On Sunday I had a melt down, emotionally I just completley hit rock bottom. I was tired, sad and over it. I miss my Dad and I just need and want my own space. The house end dates keeps getting pushed out further and further and I just feel so stuck and crammed in where we are living. I find it so hard to to not feel useless due to the fact I don't have my own space etc. I also just miss being able to go home and blob on the sofa and relax. If I want to do this I have to go to my room and well its just not the same. I also feel like everything about our lives is discussed with everyone and well.. THERE is NOOO need for everyone to have input into us buying things. I have got to the point where I just go and buy things for the house and don't say a word.
SOO I cried and cried and cried. The Fiance just cuddled me and made me feel better. He is a sweetie as he gets that things are bloody hard for me at times and I just can't do it anymore. The house has been pushed back to the 19th of February, thats completion then we need to obtain code of compliance. So that means there is a chance it maybe March... yes I just write March, before we move into the house. That is is if they don't make up the time and things in the new year.

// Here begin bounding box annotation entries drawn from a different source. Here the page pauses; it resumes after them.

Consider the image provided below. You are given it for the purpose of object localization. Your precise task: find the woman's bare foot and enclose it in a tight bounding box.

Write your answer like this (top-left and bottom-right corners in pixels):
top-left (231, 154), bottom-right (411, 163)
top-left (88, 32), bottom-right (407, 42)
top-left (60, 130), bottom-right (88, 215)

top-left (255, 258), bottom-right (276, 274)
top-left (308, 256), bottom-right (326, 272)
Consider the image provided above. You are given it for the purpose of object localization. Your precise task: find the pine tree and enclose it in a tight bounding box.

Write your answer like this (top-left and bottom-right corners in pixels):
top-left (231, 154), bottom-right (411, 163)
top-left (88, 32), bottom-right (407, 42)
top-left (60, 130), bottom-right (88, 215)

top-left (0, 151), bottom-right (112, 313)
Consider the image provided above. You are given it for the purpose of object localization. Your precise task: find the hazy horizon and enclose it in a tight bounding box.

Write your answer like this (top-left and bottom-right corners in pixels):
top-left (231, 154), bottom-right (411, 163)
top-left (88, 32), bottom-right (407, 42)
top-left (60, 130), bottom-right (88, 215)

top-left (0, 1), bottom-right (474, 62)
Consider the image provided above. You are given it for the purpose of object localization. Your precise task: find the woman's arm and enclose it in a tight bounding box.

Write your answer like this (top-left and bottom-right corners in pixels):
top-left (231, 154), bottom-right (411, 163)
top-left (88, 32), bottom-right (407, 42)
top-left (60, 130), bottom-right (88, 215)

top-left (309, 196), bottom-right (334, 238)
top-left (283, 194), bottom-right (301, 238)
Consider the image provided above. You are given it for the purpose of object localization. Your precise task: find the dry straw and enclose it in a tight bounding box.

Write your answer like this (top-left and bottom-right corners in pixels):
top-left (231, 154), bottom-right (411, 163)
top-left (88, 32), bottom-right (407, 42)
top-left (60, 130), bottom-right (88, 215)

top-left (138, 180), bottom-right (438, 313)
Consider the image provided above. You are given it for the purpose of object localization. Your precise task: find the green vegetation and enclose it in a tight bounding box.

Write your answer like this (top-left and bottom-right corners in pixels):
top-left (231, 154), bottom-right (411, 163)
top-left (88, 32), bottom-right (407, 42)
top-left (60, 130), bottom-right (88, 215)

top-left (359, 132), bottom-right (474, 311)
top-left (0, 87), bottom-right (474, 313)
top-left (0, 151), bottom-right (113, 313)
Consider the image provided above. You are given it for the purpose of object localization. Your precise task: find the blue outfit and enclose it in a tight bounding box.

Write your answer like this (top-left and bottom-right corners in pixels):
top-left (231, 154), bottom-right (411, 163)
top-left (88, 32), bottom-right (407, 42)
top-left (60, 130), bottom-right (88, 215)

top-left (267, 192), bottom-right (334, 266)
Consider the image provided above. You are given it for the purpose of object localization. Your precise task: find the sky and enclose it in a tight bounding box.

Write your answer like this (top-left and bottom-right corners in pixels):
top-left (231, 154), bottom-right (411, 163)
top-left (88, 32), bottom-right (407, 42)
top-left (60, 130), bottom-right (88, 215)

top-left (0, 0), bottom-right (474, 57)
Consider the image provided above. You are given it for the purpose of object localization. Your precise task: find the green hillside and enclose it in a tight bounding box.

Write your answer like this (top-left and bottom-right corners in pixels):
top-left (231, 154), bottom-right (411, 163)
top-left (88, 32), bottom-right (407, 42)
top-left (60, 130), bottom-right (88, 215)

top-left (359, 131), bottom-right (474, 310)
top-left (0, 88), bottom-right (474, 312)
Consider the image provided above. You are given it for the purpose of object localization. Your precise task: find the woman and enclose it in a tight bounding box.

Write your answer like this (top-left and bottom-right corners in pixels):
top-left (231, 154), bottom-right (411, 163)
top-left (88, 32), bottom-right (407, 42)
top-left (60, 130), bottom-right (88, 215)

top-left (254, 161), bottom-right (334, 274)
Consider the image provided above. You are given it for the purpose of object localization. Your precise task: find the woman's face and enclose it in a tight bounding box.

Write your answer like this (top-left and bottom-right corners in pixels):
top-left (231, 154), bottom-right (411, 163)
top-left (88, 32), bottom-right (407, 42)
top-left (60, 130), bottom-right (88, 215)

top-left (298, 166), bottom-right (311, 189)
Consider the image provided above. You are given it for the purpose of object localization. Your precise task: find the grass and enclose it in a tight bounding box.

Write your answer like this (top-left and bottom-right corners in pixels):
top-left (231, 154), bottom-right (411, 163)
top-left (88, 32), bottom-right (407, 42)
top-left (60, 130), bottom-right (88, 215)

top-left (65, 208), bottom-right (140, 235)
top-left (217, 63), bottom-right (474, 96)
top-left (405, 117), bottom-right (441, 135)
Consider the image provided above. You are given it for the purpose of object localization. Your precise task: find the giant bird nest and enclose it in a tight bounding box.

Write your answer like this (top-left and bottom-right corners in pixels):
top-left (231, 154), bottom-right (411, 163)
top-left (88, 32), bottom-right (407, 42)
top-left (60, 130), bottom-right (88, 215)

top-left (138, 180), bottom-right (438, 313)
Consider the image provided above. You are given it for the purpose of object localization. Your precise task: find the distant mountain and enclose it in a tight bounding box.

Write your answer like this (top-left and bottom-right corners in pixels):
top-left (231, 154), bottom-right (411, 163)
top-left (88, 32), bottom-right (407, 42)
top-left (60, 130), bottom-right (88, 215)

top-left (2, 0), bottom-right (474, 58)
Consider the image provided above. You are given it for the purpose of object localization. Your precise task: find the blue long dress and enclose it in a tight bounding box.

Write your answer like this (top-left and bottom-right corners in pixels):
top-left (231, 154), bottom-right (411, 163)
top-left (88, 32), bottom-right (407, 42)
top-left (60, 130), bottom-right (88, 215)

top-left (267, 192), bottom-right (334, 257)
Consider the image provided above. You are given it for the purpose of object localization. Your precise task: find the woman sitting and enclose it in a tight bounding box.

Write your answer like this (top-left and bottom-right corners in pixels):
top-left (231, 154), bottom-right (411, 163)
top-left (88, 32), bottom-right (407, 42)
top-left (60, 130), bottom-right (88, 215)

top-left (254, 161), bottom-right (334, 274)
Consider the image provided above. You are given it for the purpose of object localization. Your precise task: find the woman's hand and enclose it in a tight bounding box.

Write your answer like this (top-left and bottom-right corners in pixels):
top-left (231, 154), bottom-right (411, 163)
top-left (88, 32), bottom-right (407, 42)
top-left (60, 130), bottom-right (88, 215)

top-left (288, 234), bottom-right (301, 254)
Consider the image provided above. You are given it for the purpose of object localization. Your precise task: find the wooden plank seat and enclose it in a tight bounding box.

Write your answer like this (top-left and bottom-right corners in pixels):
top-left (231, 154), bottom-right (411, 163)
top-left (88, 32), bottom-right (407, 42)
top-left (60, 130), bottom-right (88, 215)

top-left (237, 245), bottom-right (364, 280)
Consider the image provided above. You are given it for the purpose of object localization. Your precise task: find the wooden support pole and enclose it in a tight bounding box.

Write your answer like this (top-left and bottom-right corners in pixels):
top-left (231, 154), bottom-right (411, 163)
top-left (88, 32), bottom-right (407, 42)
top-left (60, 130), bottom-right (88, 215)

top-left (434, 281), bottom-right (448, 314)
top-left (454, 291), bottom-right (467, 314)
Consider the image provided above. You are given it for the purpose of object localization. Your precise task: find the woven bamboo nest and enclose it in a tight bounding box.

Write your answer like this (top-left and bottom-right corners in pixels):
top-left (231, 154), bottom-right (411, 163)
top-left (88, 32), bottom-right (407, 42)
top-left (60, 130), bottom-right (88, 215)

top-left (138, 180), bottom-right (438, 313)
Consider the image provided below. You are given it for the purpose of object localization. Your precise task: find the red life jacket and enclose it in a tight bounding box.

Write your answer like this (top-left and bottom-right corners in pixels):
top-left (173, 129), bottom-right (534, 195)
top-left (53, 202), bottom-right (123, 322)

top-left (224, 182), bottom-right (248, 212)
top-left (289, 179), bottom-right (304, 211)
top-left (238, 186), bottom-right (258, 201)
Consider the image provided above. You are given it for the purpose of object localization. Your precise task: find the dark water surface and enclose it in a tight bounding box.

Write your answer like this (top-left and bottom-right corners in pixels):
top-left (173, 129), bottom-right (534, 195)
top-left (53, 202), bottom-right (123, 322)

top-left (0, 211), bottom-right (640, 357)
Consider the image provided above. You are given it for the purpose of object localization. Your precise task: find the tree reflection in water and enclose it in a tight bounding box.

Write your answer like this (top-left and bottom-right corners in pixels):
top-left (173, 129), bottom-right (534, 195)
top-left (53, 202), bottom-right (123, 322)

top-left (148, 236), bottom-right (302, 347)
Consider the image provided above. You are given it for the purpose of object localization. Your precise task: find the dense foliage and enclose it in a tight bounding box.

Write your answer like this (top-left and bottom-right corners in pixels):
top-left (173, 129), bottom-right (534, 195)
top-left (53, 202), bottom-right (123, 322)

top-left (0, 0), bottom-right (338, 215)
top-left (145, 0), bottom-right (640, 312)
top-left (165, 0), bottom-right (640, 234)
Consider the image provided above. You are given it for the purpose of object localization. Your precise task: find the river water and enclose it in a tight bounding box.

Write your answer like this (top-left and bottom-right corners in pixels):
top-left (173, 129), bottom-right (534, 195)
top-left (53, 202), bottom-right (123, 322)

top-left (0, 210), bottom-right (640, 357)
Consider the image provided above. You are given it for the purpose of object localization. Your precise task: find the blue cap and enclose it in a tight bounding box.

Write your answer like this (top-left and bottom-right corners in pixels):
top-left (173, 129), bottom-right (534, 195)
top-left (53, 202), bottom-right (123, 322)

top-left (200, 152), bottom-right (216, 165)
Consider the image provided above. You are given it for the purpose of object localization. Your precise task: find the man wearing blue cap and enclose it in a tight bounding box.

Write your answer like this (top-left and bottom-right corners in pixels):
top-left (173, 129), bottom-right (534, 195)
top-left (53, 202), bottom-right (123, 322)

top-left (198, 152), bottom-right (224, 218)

Food was dreadful on Sunday as well. I just ate tried to squash the feelings with food. By the good grace of things, I had helped a friend move in the morning so I has moved a fair bit by the time this eating began.
I weighed in today.
Highest weight 101
Last weeks weight 99.4
Todays weight 98.6
Loss 800 grams.. Ill take that and move one.
I need to just keep focused.
I have also stopped having protein shakes for breakfast and have gone back to burcher musli.
I think all the protein may have been a bit much and I wonder if it is why I have these huge waves of being SO tired.